Cursed server build vent

McMonster · February 17, 2024, 12:05pm

I’m working on the most cursed server build in my life. It’s a mix of me, coincidences and bad luck, I just want to vent.

I had ASRock N3150-ITX board gathering dust and some old drives, so I decided to make it into a dedicated remote backup box. Plug the drives, install OS, a bit of configuration, ship to a remote place, what could go wrong?
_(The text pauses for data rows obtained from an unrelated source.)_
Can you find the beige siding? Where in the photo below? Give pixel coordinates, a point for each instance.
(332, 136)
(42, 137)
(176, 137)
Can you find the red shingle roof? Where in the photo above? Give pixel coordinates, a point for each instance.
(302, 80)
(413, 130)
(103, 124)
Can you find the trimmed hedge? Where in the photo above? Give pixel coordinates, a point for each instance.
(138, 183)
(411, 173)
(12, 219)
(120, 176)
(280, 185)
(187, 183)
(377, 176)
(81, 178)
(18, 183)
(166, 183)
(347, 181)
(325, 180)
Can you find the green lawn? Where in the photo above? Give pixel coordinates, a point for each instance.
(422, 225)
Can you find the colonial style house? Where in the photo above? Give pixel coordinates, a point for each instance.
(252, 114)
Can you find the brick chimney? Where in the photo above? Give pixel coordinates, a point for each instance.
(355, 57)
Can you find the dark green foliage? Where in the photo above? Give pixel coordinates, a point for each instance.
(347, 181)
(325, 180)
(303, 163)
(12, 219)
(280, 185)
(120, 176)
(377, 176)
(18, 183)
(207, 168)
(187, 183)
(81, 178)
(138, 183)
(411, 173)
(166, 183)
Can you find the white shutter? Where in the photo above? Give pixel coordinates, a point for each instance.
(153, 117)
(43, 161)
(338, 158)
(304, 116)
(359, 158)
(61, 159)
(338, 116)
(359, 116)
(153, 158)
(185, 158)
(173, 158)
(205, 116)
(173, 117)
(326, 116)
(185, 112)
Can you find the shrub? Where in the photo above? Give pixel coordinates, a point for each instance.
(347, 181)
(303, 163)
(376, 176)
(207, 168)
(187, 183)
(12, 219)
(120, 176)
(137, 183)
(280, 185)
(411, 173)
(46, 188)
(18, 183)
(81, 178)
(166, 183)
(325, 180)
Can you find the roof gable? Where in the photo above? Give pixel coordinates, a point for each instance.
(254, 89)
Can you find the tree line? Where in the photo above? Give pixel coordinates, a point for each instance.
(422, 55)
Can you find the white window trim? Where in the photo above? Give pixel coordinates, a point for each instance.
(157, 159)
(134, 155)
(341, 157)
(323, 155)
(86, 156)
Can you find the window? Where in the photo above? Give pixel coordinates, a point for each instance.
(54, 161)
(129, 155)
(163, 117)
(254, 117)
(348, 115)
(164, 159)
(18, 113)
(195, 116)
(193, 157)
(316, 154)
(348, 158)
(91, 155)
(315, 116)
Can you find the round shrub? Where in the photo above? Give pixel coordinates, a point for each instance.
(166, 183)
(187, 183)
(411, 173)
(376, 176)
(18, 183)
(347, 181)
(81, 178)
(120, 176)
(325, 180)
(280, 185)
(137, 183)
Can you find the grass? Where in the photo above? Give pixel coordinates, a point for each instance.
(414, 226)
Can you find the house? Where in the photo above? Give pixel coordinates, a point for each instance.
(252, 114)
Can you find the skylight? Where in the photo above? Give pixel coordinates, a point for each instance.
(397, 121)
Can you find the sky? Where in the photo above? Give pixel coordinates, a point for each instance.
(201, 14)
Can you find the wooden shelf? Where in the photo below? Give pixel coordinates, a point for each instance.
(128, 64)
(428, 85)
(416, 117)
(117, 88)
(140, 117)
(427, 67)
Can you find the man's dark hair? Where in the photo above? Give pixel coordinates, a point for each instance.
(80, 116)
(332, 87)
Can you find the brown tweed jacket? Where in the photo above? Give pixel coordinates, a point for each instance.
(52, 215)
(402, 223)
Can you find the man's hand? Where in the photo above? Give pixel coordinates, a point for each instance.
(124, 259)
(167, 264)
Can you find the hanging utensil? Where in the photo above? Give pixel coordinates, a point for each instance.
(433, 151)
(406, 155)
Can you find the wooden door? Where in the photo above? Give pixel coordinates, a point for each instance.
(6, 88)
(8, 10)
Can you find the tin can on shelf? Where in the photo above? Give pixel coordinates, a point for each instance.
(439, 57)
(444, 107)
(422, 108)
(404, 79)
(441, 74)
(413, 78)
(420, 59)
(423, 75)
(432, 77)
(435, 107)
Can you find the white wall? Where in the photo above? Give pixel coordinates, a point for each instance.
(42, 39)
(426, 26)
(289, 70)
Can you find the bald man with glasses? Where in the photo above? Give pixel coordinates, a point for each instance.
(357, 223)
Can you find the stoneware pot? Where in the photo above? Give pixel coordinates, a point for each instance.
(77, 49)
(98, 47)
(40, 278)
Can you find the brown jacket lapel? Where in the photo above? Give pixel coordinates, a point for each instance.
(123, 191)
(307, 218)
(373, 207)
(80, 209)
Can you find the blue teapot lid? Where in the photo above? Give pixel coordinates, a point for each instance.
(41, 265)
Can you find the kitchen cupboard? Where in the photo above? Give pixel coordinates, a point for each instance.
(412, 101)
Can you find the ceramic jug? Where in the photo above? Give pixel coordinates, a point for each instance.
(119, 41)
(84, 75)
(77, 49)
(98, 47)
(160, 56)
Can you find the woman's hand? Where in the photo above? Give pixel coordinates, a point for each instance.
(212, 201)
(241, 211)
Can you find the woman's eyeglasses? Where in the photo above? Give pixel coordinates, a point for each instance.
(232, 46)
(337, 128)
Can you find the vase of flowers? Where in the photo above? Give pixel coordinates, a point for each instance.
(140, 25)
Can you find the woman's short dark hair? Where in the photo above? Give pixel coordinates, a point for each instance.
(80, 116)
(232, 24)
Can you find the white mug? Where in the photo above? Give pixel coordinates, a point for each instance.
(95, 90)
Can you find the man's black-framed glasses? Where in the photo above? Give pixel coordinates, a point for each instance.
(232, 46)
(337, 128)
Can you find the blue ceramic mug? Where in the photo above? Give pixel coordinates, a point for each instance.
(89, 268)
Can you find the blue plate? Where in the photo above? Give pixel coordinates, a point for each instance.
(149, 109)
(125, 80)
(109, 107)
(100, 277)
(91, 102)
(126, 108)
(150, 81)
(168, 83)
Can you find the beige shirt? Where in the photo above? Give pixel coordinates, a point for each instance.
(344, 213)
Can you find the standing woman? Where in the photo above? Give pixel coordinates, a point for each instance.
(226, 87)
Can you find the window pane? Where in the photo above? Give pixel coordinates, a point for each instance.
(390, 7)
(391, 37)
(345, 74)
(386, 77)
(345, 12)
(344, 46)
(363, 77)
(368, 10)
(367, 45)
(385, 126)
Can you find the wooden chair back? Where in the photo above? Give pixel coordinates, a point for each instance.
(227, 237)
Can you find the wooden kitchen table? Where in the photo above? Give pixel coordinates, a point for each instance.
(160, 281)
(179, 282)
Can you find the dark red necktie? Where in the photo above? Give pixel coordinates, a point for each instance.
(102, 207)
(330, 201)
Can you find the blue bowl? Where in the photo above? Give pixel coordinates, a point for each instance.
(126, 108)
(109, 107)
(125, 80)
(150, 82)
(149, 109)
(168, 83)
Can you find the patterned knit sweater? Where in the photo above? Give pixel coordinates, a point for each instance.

I couldn’t decide for a long time if I should run Proxmox, Fedora, Debian or something entirely else, so I tested a lot of stuff reinstalling a lot and that took a lot of my limited free time.
Finally decided to install Fedora as usual, SSD died shortly after, like it couldn’t happen when I was still playing with stuff.
Replaced SSD, second install, CMOS battery died, but I thought I broke something with the installation.
Third OS install, I realize it’s the battery. Obviously all the shops just closed. I’m starting to get annoyed.
I’ve updated my basic setup scripts recently and they deleted a lot more in /etc than I expected, I decide to leave USB stick plugged forever.
Fourth OS install, zfs-dkms fails, system randomly loses DNS and drops off the network. My sanity slowly fades away as I add btrfs snapshot of root filesystem as the first action in my install scripts.
I decide it’s Tailscale’s fault (I’ve only started using it recently) with the network problem, even uninstalling doesn’t help, you won’t guess what comes next.
Fifth install, I skipped Tailscale, but network still craps out. Turns out NetworkManager refuses to persist any settings on the connection on both nmcli and Cockpit. I give up further debugging for now.
Building ZFS module still fails so I spend the evening debugging that and it turns out it’s not yet compatible with kernel 6.7, so I scramble block kernel updates on my other boxes and reset the default kernel for those updated but not yet rebooted. It’s a first even slightly positive thing, but I’m slowly losing my mind anyway.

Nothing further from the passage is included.